The increased revenue did not translate into profit however as Spring coronavirus closures meant that net profit sank almost 28% to $227 million for the year ended 31st of December. The firm did close out the year strongly however as CEO Andy Florance highlighted:
“Following the initial pandemic disruption early in the year, we demonstrated that our business is strongly countercyclical as our sales rebounded strongly in the second half of the year. In the fourth quarter, we delivered annualized net new sales of $49 million, bringing our total sales bookings to over $100 million in the second half of 2020.”
CoStar expects 2021 revenues to be in the region of $1.925 to $1.945 billion and EBITDA of between $640 to $650 million, figures which would represent growth of around 17% on both counts.
Traffic increases with booming market
Apart from a strong second half to the year in terms of sales and revenues, CoStar also saw a big increase in traffic to its real estate marketplaces with visitation up 20% on the year overall and 29% in the fourth quarter year-on-year as the domestic real estate market flourished. Of all the company’s marketplace sites, rental portal Apartments.com was singled out for praise by Florance:
“Apartments.com turned in its strongest performance since we first launched the platform in 2015, with revenues growing 22% to almost $600 million.

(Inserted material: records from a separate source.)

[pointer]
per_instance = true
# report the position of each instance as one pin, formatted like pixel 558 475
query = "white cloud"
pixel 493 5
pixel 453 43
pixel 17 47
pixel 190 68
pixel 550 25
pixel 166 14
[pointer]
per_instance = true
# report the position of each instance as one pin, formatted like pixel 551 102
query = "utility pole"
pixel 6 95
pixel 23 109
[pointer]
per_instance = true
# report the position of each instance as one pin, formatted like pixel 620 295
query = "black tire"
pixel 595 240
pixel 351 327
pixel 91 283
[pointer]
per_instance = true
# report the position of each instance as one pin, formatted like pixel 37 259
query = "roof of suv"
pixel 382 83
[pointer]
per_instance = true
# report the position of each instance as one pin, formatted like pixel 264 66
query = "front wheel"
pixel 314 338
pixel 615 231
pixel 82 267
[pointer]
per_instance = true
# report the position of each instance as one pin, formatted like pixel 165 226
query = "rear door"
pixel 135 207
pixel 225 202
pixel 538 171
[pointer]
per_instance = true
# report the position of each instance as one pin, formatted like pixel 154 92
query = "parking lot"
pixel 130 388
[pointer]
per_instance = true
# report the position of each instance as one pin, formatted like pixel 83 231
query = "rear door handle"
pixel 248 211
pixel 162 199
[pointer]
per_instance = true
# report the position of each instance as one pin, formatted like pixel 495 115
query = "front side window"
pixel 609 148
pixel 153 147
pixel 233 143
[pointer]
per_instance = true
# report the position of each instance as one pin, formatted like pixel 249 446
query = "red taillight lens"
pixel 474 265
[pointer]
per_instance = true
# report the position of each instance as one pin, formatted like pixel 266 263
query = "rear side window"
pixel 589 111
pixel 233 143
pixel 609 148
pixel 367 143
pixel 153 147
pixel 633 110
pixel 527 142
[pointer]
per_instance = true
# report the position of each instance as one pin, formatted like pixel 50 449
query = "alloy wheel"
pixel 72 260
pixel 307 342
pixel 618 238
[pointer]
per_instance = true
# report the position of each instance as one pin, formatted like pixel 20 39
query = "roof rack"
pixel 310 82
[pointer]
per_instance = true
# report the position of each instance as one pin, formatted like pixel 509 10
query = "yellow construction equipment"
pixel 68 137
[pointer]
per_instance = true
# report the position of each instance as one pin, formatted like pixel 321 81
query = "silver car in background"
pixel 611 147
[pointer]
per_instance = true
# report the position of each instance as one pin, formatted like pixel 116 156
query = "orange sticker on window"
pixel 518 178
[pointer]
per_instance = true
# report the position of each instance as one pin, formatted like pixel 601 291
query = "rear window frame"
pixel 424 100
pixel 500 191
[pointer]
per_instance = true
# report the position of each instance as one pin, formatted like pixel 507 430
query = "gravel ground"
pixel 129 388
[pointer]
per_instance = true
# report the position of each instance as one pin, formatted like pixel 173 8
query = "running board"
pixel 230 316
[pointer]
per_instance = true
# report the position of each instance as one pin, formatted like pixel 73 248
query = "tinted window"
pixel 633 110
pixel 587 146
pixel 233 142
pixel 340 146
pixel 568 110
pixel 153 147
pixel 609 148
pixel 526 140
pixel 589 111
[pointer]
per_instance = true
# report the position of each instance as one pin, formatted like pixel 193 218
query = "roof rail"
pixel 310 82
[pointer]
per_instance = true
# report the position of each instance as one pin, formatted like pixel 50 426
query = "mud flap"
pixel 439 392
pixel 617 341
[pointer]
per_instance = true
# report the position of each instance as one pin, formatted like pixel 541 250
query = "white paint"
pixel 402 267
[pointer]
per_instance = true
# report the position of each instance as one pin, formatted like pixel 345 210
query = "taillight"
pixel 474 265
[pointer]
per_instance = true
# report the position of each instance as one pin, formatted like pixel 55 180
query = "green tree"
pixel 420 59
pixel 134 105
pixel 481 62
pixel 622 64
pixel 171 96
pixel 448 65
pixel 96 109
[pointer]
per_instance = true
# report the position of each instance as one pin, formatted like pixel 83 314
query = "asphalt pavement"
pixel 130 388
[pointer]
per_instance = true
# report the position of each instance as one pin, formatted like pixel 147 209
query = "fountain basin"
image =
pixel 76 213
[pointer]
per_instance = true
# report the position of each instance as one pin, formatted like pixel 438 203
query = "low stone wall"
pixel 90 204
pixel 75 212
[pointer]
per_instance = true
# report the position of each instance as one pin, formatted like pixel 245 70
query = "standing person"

Apartments.com net new sales increased 35% for the year, network visits grew 20% to over 1 billion in 2020, and quality leads to our customers increased over 20%. We believe that our increased investment in marketing for Apartments.com in 2020 was a key driver in our performance and produced outstanding results.”
The company’s primary commercial portal Loopnet also saw a good year with revenue up 20% on 2019 as Florance said that CoStar plans to further invest in Loopnet’s marketing and sales teams to accelerate its growth.
Acquisitions and development to enter residential
The company raised $2.7 billion in debt and equity over the course of the year and despite the aborted acquisition of rental portal owner Rentpath costing nearly $60 million, it managed to get deals for Ten-X, Emporis and Homesnap over the line in 2020. Of all of these, the deal for residential real estate portal and MLS collaborator Homesnap may end up being the most important along with CoStar’s purchase of the Homes.com domain which is expected to house a rival to Zillows portal sometime in 2021.
CoStar has made no secret of its desire to move into the residential real estate sector and take on Zillow at a time when the US housing market is predicted to have a bumper 18 months, and yesterday’s trading report stated that the firm was “well into developing additional important acquisition opportunities”. While one of these is known to be a mooted $6.8 billion bid for fellow publicly traded property data company CoreLogic, there may be other key acquisitions in the residential space as CoStar tools up for the fight with Zillow.
After Zillow’s $500 million purchase of viewing scheduling and data analysis toll Showing Time, CoStar owned Homesnap announced that it was working on a direct rival, and we may well see a lot of CoStar’s nearly $2 billion in predicted revenue channelled into similar companies and tools to round out the real estate experience for consumers. Perhaps indicative of this is the figure of nearly $162 million CoStar spent in 2020 on software development, an increase of 22% on 2019’s figure.